• EIB verstrekt een lening van EUR 330 miljoen, gegarandeerd onder het EFSI, ter ondersteuning van de bouw van de Blankenburgverbinding bij Rotterdam.
  • De nieuwe verbinding moet het verkeer rond Europa’s drukste haven ontsluiten, alsmede de verkeersdruk op de snelwegen richting Amsterdam en België verlichten.

De Europese Investeringsbank (EIB) stelt EUR 330 miljoen ter beschikking aan de bouw van de zogeheten “Blankenburgverbinding” tussen de bestaande snelwegen A15 en A20. De EIB-lening aan het project valt onder het Europees Fonds voor Strategische Investeringen (EFSI), de hoofdpijler van het Investeringsplan voor Europa, ook wel het “Juncker Plan” genoemd.

Doel is het ontsluiten van de verkeerssituatie rond de haven van Rotterdam en de toegankelijkheid van Europa’s drukste haven te verbeteren. Door de twee bestaande snelwegen te verbinden, die aan beide zijden parallel aan de haven lopen, heeft het verkeer een extra oversteekpunt onder de rivier Het Scheur in de Maasdelta. Hierdoor zal niet alleen de goederenstroom van en naar de haven verbeteren, maar ook voor omwonenden en forensen het verkeer verlicht worden.

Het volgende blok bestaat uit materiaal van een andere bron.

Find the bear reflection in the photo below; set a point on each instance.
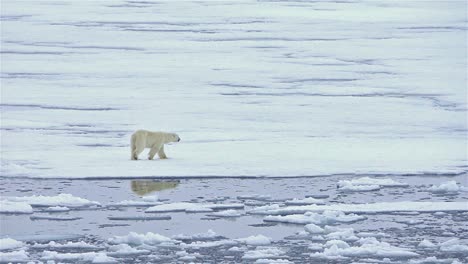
(146, 187)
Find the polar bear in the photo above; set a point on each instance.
(142, 139)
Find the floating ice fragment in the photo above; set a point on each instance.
(9, 243)
(62, 199)
(263, 253)
(227, 213)
(258, 240)
(15, 207)
(139, 239)
(14, 256)
(305, 201)
(327, 217)
(447, 187)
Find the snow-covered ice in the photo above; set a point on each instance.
(15, 207)
(63, 199)
(369, 96)
(258, 240)
(14, 256)
(327, 217)
(9, 243)
(269, 88)
(447, 187)
(383, 207)
(138, 239)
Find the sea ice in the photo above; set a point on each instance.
(263, 253)
(15, 207)
(368, 184)
(309, 200)
(14, 256)
(9, 243)
(191, 207)
(327, 217)
(258, 240)
(226, 213)
(382, 207)
(447, 187)
(139, 239)
(63, 199)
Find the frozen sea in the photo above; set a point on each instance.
(312, 131)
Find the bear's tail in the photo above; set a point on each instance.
(133, 147)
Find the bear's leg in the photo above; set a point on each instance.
(139, 147)
(154, 149)
(161, 153)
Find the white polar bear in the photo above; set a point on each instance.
(142, 139)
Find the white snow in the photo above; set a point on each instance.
(327, 217)
(191, 207)
(447, 187)
(258, 240)
(453, 245)
(63, 199)
(14, 256)
(210, 234)
(134, 238)
(382, 207)
(67, 245)
(226, 213)
(273, 261)
(93, 257)
(263, 253)
(125, 250)
(368, 184)
(351, 93)
(309, 200)
(313, 229)
(9, 243)
(210, 244)
(15, 207)
(369, 247)
(426, 244)
(57, 209)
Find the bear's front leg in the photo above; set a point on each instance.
(161, 153)
(154, 149)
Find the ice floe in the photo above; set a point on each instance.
(125, 250)
(258, 240)
(325, 218)
(15, 207)
(63, 199)
(134, 238)
(192, 207)
(54, 218)
(226, 213)
(314, 229)
(54, 209)
(305, 201)
(9, 243)
(264, 253)
(67, 245)
(368, 184)
(93, 257)
(368, 247)
(453, 245)
(447, 187)
(382, 207)
(14, 256)
(210, 234)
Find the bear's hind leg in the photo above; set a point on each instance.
(155, 148)
(161, 153)
(139, 147)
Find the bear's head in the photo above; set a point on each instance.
(174, 137)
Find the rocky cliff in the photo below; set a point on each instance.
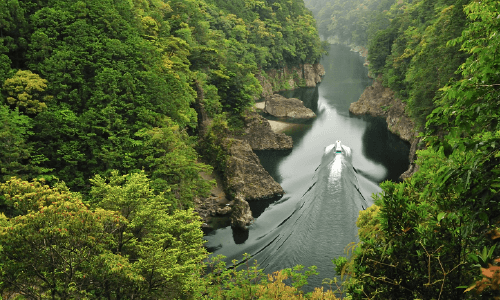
(279, 106)
(260, 135)
(289, 78)
(379, 101)
(245, 176)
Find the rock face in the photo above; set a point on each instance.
(379, 101)
(260, 136)
(289, 78)
(241, 215)
(280, 106)
(245, 176)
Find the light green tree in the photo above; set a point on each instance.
(26, 91)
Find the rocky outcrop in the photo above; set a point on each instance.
(260, 135)
(245, 176)
(280, 106)
(412, 156)
(241, 215)
(379, 101)
(289, 78)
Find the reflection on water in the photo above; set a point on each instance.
(315, 220)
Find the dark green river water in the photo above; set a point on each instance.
(315, 220)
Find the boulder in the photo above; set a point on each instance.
(241, 215)
(244, 174)
(275, 80)
(280, 106)
(260, 135)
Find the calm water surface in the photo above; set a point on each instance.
(315, 220)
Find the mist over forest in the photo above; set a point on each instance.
(101, 148)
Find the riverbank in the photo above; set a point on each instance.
(379, 101)
(245, 179)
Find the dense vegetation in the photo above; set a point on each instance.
(435, 236)
(98, 131)
(351, 22)
(99, 141)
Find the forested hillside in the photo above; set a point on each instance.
(351, 22)
(98, 131)
(435, 235)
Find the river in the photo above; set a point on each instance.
(315, 220)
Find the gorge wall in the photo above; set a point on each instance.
(380, 101)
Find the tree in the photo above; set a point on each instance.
(163, 245)
(25, 90)
(56, 247)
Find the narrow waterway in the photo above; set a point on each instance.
(324, 190)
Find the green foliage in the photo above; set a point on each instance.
(164, 246)
(249, 282)
(130, 244)
(350, 22)
(16, 154)
(25, 90)
(413, 52)
(57, 247)
(434, 231)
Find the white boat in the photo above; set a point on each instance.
(338, 148)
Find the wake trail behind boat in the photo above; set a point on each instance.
(324, 223)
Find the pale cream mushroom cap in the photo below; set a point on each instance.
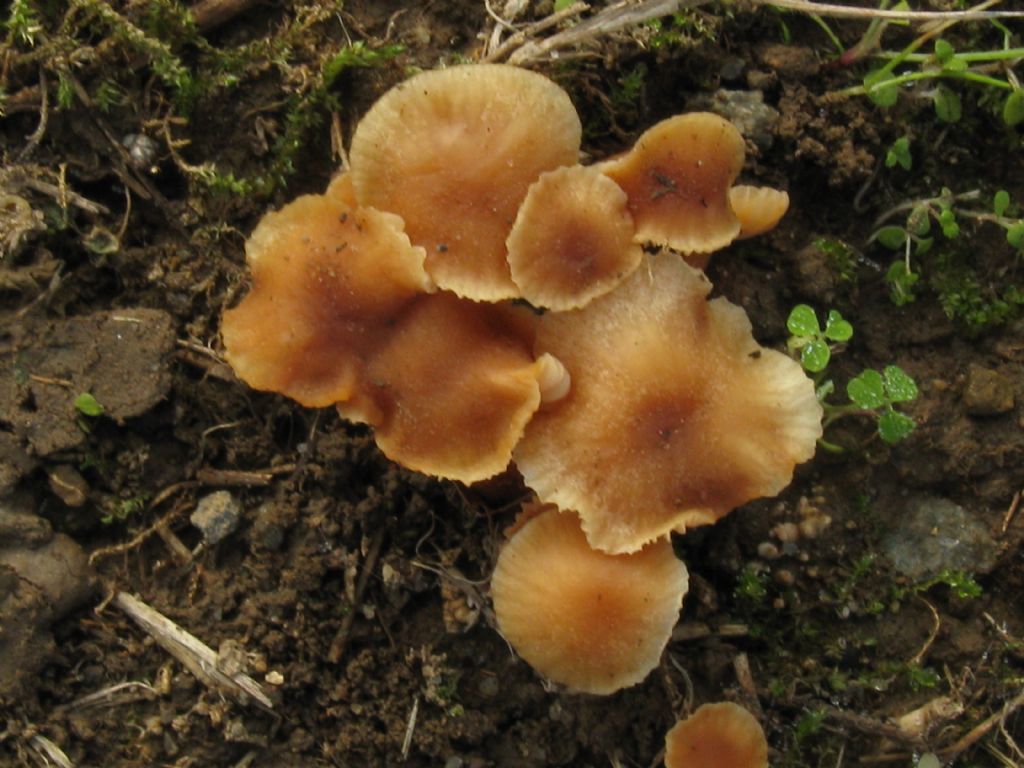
(717, 735)
(589, 621)
(328, 280)
(675, 416)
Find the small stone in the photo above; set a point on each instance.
(931, 535)
(745, 110)
(784, 578)
(69, 485)
(987, 392)
(217, 516)
(768, 551)
(787, 532)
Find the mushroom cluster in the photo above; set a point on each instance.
(632, 404)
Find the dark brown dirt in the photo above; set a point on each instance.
(356, 591)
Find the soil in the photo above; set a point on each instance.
(354, 592)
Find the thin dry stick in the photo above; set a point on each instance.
(197, 656)
(337, 650)
(845, 11)
(983, 727)
(1008, 518)
(407, 742)
(936, 626)
(114, 695)
(616, 16)
(135, 541)
(523, 36)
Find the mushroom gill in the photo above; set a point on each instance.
(452, 387)
(328, 280)
(675, 417)
(677, 177)
(717, 735)
(587, 620)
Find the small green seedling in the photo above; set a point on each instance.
(814, 342)
(927, 76)
(879, 392)
(86, 404)
(870, 393)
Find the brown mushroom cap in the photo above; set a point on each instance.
(593, 622)
(452, 388)
(758, 208)
(453, 152)
(675, 417)
(572, 239)
(717, 735)
(328, 280)
(677, 177)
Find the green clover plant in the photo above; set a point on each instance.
(914, 236)
(927, 75)
(871, 393)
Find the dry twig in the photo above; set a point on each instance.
(197, 656)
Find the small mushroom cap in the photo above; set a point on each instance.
(453, 152)
(451, 390)
(328, 280)
(592, 622)
(717, 735)
(342, 189)
(758, 208)
(675, 417)
(572, 239)
(677, 177)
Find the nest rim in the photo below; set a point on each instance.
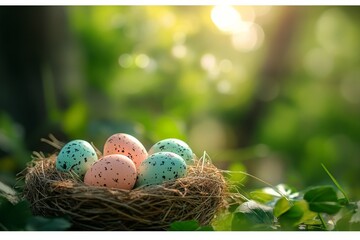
(200, 195)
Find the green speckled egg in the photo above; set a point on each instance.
(160, 167)
(174, 145)
(77, 155)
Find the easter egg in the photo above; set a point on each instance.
(113, 171)
(76, 156)
(173, 145)
(125, 144)
(160, 167)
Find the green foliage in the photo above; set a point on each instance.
(322, 199)
(253, 216)
(16, 215)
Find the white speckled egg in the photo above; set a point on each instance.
(77, 156)
(125, 144)
(176, 146)
(113, 171)
(160, 167)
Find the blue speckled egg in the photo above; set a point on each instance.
(77, 156)
(160, 167)
(176, 146)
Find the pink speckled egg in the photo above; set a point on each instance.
(125, 144)
(113, 171)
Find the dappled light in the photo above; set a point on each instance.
(272, 91)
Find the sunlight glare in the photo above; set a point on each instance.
(227, 19)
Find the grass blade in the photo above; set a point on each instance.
(336, 183)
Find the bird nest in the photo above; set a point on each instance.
(197, 196)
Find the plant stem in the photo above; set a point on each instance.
(322, 221)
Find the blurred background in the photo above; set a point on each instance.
(273, 91)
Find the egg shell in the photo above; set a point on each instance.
(113, 171)
(173, 145)
(77, 155)
(160, 167)
(125, 144)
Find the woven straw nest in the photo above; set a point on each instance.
(198, 196)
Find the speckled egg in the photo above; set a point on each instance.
(77, 156)
(113, 171)
(125, 144)
(176, 146)
(160, 167)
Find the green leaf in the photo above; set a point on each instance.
(191, 225)
(262, 196)
(293, 216)
(323, 199)
(266, 195)
(253, 216)
(336, 183)
(281, 206)
(38, 223)
(222, 222)
(14, 217)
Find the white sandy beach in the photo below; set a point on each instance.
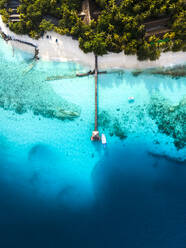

“Dit project is uitermate belangrijk voor de Rotterdamse haven en de regio eromheen” stelde EIB-vicepresident Vazil Hudak. “Rotterdam is de drukste haven van Europa maar de goederenstroom stopt natuurlijk niet in de haven zelf. Daarom is de Bank erg blij dat ze kan bijdragen aan het verbeteren van de toegangswegen, des te meer omdat hiermee ook de mensen die in de buurt wonen of werken bevoordeeld worden. De EIB is er tenslotte voor de burgers.”

“Deze lening, die mede mogelijk is gemaakt door het Investeringsplan voor Europa, zal helpen het verkeer rond de haven van Rotterdam te ontsluiten, ook ten voordele van de omwonenden. Alles wat de Commissie voor transport doet, gaat uiteindelijk om mensen. Daarnaast is deze investering er één in een imposante pijplijn aan projecten. Tot op heden zijn onder het EFSI 68 transportprojecten gesteund, waarmee in totaal EUR 27,6 miljard aan investeringen gemobiliseerd is.” Voegde Violeta Bulc, EU Commissaris voor Transport eraan toe.

Op technisch vlak houdt het project de bouw in van ongeveer 5 kilometer snelweg, inclusief tunnel onder zowel land als water. Het grootste deel van de snelweg zal verzonken in het landschap worden aangelegd, waardoor ze grotendeels onzichtbaar blijft voor de omwonenden. Het project is opgezet als een Ontwerp-Bouw-Financier-Onderhoud (DBFM) concessie met een looptijd van twintig jaar in een publiek-private samenwerking.